You'd probably conclude that the behavior of this imaginary country's population is fundamentally irrational, and you would be right. That is unfortunate, because with just a slight factual adjustment, this country is us. Instead of a miraculous test that determines which people are naturally predisposed to becoming severely or mildly ill, though, we have vaccines that place people into one or the other category. The vaccinated are, in the overwhelming majority of cases, protected from dangerous symptoms if they contract COVID-19, while the unvaccinated are not. Yet a recent Morning Consult poll cited by The New York Times' David Leonhardt shows that the unvaccinated are significantly less worried about catching the virus than the vaccinated.

Now, as Matthew Yglesias pointed out in a tweet, there is a way to force this combination of opinions into a kind of coherence if we flip the causality and assume the poll is showing that those most "worried about COVID get vaccinated and boosted," while those less worried do not.
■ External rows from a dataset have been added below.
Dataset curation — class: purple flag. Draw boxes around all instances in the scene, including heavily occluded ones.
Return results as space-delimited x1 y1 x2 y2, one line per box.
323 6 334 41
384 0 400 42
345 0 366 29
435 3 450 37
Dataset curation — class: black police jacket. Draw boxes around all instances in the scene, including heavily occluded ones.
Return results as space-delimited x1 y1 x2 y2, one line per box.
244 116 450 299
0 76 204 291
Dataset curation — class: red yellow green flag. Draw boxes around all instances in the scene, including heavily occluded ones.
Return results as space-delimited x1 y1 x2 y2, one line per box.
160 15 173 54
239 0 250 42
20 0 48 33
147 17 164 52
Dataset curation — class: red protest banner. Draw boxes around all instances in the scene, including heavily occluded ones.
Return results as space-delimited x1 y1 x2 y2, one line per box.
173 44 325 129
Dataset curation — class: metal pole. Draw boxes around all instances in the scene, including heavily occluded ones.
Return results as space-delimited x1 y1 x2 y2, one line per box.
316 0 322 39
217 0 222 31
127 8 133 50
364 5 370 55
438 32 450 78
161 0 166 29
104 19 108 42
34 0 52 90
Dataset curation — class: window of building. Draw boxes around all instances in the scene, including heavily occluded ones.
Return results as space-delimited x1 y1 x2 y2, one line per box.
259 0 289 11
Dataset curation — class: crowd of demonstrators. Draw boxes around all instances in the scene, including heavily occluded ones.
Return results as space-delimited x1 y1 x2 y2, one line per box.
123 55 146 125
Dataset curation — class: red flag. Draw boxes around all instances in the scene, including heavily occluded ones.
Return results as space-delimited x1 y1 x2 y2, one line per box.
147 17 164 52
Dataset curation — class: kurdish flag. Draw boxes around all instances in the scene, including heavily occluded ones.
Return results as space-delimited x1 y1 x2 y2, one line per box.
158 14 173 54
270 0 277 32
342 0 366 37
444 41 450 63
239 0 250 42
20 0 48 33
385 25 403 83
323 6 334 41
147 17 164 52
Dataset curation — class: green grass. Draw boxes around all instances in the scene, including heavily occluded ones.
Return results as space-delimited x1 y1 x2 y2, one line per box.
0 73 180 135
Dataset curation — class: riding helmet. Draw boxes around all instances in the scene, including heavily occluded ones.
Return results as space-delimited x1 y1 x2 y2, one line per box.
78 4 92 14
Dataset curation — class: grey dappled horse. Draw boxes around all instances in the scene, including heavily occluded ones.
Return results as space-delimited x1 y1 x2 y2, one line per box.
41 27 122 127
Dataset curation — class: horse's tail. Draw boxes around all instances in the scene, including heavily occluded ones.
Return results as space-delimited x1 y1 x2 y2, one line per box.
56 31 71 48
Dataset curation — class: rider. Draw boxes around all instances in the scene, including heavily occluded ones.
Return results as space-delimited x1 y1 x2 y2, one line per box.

But in that case, the poll merely highlights a somewhat different mode of irrationality — namely, that of people who get vaccinated to protect themselves from the virus and yet demonstrate through their behavior that they don't really believe the vaccines work. The irrationality of the unvaccinated, meanwhile, is based on a more extreme version of the same suspicion: In addition to doubting the efficacy of the vaccines, they also believe receiving the shot is riskier than doing unvaccinated battle against the virus.

What does the future hold for a country so awash in epidemiological irrationality? It will all depend on the future course of the virus. If the widespread reach of the (less severe) Omicron variant combined with vaccine immunity ends up standing in the way of the next variant's spread, maybe the country can get back to normal.

But if the next variant eludes some of this immunity, the U.S. will likely continue on its current, unhappy path — with those at greatest risk pursuing the riskiest behavior and the least at risk clinging to public-health regulations that stand in the way of returning to normal. It won't take an imaginary scenario to see our foolishness then.